俺たちが降り立ったのは、ベタな"ハワイ"。

ヨーロッパとかの案も出たらしいけど、翔さんは最後までハワイ推しだったって、後からマネージャーに聞いた。


空港から真っ直ぐホテルに向かうと。
30人以上の団体とあって、ホテル側もそれはそれは丁寧な対応で。

『何年か前に来た時より対応がいい』って誰かが呟いた。


チェックインを全てシゲさんが済ませると、部屋のカードキーを部屋割りしたそれぞれに配る。
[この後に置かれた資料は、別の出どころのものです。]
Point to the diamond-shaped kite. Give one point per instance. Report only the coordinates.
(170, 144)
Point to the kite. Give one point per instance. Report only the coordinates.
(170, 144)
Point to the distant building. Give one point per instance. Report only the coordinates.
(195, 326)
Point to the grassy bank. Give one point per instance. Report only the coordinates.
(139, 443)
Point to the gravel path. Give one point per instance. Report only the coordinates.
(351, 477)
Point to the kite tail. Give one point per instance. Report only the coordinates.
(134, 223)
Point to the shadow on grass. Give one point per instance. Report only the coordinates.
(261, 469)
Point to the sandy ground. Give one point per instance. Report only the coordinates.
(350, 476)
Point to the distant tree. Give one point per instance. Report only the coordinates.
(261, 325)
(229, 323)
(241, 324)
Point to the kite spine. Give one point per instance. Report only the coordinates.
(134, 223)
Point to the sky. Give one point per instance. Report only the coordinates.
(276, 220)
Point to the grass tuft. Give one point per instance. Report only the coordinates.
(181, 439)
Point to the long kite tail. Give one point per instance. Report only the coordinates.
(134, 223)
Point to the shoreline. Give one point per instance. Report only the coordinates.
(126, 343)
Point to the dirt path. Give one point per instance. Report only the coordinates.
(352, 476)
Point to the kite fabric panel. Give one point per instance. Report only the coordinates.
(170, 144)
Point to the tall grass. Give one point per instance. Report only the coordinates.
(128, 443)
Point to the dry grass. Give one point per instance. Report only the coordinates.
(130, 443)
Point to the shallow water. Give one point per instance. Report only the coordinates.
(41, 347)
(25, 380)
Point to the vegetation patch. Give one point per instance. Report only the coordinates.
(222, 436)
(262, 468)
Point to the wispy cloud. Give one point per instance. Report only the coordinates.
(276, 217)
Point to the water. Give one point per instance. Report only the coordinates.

翔「ここからは帰るまで自由に過ごしていいぞ?…ただ、連絡だけは忘れない様に」

翔さんがロビーでそう告げると、全員がバラバラと散っていく。

もうこの時すでに夕方をとっくに過ぎてた。


割り当てられた部屋に向かった俺と翔さん。
他の連中は3人だったり2人だったり、人数はバラバラで。

俺たちの部屋は、それなりに広くて綺麗な海が一面に眺められる場所だった。


飛行機でずっと寝てたくせに、それでも疲れてる気がするのは何もかも初めてだからだろうか。

大きな部屋に大きなソファ。
奥に見えるベッドもクイーンサイズ。

荷物を置いてソファにどさりと座った。

翔「疲れたか?」

智「……少し?」

翔「飯、ルームサービスにするか?」

智「…あんま食いたくないんだけど」

翔「………」

やっぱり、睨まれた。

分かってて言ってみた。
全く食わないと翔さんは凄ぇ怒る。
一口でも食えば満足そうにしてるから、よっぽど具合が悪くない限りは一口でも食うようにしてる。

智「……じゃあ、ルームサービス」

俺がそう言うとやっぱり満足そうに笑った。

流暢な英語でルームサービスを頼んでる翔さん。

英語、話せたんだ…

部屋まで運ばれて来た料理は、俺にしてみたら多い品数だったけど。
翔さんが結構食うからちょうどいいのかもしれない。



洒落たグラスにシャンパンの泡が揺れてる。

大きな硝子の向こうは真っ暗だけど、ポツンと月が真っ暗な海を照らし一本の筋を描く。

窓際に立つ俺を後ろからふわり抱き締めてくる。

翔「………ハァ…」

智「……何?」

翔「いや…」

智「……思い出す…?」

翔「まぁな?」

あの日、冷たくて真っ暗な海に入って行った俺。